アヴァターラ・神のまにまに

精神世界の研究試論です。テーマは、瞑想、冥想、人間の進化、七つの身体。このブログは、いかなる団体とも関係ありません。

OSHOバグワン-3-荘子としての前世-1

2024-01-23 03:42:41 | ジェイド・タブレット

◎ジェイド・タブレット-06-30

◎青春期の垂直の道-30

◎坐忘で窮め、逍遥遊する

 

OSHOバグワンは、自分の前世は荘子だとは言っていないが、ダンテス・ダイジが、OSHOバグワンの前世は荘子だと喝破している。
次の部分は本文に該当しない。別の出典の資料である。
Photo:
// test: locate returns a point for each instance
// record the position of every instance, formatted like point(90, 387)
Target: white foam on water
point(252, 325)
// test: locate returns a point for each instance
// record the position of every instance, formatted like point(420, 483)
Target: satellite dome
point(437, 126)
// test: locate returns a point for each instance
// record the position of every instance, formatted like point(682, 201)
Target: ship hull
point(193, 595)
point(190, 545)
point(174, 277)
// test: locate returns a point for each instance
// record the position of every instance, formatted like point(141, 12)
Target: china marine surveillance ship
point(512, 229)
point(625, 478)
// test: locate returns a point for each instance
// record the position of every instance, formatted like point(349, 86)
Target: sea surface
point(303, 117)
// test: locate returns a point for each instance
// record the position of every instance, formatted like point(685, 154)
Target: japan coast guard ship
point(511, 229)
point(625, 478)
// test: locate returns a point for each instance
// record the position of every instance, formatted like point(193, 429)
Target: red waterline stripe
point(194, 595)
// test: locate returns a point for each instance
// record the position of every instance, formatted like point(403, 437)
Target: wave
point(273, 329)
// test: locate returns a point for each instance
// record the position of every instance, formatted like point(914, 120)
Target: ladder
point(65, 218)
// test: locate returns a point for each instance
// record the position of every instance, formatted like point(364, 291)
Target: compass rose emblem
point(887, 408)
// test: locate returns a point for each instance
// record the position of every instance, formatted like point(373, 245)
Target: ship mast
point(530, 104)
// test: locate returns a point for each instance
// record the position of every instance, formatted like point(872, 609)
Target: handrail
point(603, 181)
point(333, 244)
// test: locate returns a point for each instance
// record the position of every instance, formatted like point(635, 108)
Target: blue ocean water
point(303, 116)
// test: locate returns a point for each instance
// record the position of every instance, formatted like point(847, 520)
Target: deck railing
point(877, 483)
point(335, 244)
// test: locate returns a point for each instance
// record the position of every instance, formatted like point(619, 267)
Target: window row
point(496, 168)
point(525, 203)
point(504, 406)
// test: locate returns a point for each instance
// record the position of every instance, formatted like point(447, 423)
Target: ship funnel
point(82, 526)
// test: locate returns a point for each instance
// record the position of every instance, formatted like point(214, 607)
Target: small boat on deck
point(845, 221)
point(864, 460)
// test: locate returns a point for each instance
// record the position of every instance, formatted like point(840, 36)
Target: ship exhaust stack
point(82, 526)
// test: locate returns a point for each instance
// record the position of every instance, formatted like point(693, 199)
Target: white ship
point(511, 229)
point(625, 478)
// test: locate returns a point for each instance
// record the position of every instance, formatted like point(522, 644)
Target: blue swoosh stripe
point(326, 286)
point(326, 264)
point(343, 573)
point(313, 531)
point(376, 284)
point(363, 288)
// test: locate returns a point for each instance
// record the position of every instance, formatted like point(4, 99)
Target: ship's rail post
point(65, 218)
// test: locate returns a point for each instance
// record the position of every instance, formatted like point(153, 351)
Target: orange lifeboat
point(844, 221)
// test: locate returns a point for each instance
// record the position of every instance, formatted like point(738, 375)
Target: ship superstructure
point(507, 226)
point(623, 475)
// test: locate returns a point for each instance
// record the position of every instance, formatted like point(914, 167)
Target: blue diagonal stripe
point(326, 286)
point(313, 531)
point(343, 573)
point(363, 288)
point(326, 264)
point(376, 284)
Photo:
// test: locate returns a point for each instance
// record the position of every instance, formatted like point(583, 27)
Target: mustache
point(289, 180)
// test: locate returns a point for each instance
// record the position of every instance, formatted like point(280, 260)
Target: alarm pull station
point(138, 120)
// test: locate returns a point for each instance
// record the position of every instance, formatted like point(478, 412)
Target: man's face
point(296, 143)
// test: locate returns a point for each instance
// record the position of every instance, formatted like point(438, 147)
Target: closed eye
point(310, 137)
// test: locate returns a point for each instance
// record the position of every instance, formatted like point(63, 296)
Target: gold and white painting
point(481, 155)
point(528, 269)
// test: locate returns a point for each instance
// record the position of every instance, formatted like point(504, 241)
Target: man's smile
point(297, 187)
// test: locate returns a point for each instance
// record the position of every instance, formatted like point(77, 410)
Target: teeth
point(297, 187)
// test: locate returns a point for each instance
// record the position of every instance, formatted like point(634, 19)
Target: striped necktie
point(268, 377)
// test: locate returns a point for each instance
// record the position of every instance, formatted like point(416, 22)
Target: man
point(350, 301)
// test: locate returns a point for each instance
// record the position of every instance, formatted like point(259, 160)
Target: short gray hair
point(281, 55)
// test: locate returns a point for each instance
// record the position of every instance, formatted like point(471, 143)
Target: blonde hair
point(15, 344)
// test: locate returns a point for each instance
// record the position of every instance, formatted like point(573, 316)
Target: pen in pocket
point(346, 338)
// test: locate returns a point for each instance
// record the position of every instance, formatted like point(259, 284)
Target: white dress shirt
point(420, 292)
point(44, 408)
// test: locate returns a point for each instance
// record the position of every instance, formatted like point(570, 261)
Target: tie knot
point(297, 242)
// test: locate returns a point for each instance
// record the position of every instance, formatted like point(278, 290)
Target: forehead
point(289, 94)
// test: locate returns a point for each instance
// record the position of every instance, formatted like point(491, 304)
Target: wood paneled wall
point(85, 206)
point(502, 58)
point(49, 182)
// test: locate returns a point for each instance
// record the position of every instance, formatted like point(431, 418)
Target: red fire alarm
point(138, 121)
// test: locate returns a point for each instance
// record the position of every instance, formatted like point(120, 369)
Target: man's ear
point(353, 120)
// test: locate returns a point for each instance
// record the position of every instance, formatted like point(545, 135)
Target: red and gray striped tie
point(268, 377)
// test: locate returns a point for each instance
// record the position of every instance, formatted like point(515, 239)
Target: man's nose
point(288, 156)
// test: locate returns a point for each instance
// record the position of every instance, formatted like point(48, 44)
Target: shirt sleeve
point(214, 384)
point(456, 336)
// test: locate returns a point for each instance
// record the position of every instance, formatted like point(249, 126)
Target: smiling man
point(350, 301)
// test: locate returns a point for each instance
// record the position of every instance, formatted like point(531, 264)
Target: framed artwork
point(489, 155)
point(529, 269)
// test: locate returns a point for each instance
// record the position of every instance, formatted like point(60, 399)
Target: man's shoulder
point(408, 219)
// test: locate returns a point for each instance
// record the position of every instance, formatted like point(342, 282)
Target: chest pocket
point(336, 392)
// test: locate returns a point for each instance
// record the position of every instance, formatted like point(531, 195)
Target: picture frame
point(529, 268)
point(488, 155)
荘子の生き方は、垂直の道の一つである道教の坐忘で究極に到達した経験を携えながら、意のままにこの世とあの世を逍遥し遊ぶという生き方である。その上で道(タオ)に覚醒した弟子を打ち出す必要性は承知していながらも、あまりその点についても熱心とは言えないところがある。わざわざ冥想コミューンを主宰したにもかかわらず。

荘子に出てくる個々のエピソードは、説明不足のせいか食い足りないし、一部の老子道徳経の文言より神秘的ではないので、あまりスピリチュアルではなく、深遠さも欠けていると思われがちである。

また荘子は哲学だと言われているが、哲学ではなく、道教の坐忘という冥想の達人であって、冥想の記録である。道(タオ)は無数の断片からなるが、その中の少数のエッセンスの断片から出してきたものが荘子である。

そして究極である道(タオ)を生きる人間の姿が逍遥遊である。死の世界を窮めた者のみがそれを知る。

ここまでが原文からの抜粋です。